Mistake 4: Mishandling significant figures
Since the concentration is 0.15 M, many instructors expect the final pH to be reported with two decimal places as 13.18, though conventions can vary depending on your chemistry course.
Mistake 5: Confusing M and m
Uppercase M stands for molarity, which is moles of solute per liter of solution. Lowercase m usually means molality, which is moles of solute per kilogram of solvent. The prompt says 0.15 M, which is molarity. In casual online writing, people sometimes type lowercase m when they still mean molarity. In standard chemistry notation, these are not the same unit.
Practical Meaning of a pH Near 13.18
A 0.15 M sodium hydroxide solution is not just basic on paper. It is chemically aggressive and must be handled with care. Solutions in this range can irritate or damage skin and eyes, react with certain metals, and rapidly neutralize acids. In laboratories, NaOH is used for titrations, pH adjustment, cleaning protocols, and synthetic procedures. In industry, sodium hydroxide is important in soap manufacture, paper processing, water treatment, and chemical production.
- Strongly caustic to biological tissue
- Capable of neutralizing acidic waste streams
- Commonly used in standard acid base laboratory exercises
- Requires proper PPE, especially gloves and eye protection
So while the math is simple, the chemical implications are significant.
Quick Calculation Checklist
- Identify NaOH as a strong base.
- Set hydroxide concentration equal to NaOH concentration.
- Compute pOH = -log10(0.15).
- Get pOH = 0.824.
- Use pH = 14.00 – 0.824 at 25 degrees C.
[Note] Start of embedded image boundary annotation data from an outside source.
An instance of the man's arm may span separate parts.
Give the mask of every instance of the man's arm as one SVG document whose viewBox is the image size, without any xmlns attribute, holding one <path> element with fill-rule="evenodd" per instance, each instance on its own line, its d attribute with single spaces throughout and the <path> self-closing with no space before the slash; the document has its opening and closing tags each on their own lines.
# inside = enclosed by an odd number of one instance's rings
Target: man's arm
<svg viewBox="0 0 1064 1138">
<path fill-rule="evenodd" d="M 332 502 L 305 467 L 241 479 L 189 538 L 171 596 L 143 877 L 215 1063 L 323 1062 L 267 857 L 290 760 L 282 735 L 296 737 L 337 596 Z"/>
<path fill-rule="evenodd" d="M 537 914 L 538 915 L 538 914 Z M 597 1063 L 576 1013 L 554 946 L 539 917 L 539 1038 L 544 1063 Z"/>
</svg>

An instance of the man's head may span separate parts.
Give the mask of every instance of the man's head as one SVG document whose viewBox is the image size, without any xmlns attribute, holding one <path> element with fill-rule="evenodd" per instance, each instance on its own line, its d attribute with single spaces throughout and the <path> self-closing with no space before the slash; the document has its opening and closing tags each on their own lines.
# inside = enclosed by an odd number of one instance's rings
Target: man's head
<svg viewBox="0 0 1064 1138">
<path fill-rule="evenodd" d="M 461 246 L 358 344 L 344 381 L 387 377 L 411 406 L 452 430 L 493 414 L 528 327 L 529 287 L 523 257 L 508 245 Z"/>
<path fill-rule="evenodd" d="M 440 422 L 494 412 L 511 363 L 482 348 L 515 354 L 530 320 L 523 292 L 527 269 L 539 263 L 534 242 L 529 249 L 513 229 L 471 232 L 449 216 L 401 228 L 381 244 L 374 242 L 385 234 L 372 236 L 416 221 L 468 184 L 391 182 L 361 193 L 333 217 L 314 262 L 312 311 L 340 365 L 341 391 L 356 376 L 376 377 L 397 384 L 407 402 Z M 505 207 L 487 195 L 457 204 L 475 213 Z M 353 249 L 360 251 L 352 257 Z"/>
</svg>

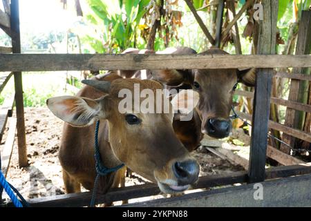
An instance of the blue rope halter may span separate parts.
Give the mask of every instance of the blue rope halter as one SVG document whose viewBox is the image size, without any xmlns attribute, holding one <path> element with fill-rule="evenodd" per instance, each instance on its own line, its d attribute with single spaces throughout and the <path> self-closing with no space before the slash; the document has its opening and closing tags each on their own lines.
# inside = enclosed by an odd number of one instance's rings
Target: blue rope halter
<svg viewBox="0 0 311 221">
<path fill-rule="evenodd" d="M 122 164 L 119 166 L 112 167 L 112 168 L 108 168 L 104 166 L 102 162 L 102 159 L 100 157 L 100 146 L 98 145 L 98 130 L 100 128 L 100 121 L 98 120 L 96 122 L 96 127 L 95 127 L 95 169 L 97 172 L 97 175 L 95 180 L 94 182 L 94 188 L 93 189 L 93 193 L 92 193 L 92 200 L 91 201 L 90 206 L 93 207 L 95 205 L 95 200 L 96 196 L 96 192 L 97 192 L 97 183 L 98 180 L 100 178 L 100 176 L 104 176 L 107 175 L 108 173 L 115 172 L 118 169 L 121 169 L 124 166 L 124 164 Z"/>
</svg>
- Report pH = 13.176, or about 13.18.
If you can do those six steps confidently, you can solve almost any strong base pH problem involving a single hydroxide donor such as NaOH or KOH.
Authoritative References
For deeper reading on pH, water chemistry, and laboratory safety with sodium hydroxide, consult these authoritative sources:
- U.S. Environmental Protection Agency: pH Basics
- CDC NIOSH: Sodium Hydroxide Pocket Guide
- Chemistry educational resources hosted by academic institutions
The exact answer expected in a class setting usually assumes ideal solution behavior and 25 degrees C unless your instructor specifies otherwise.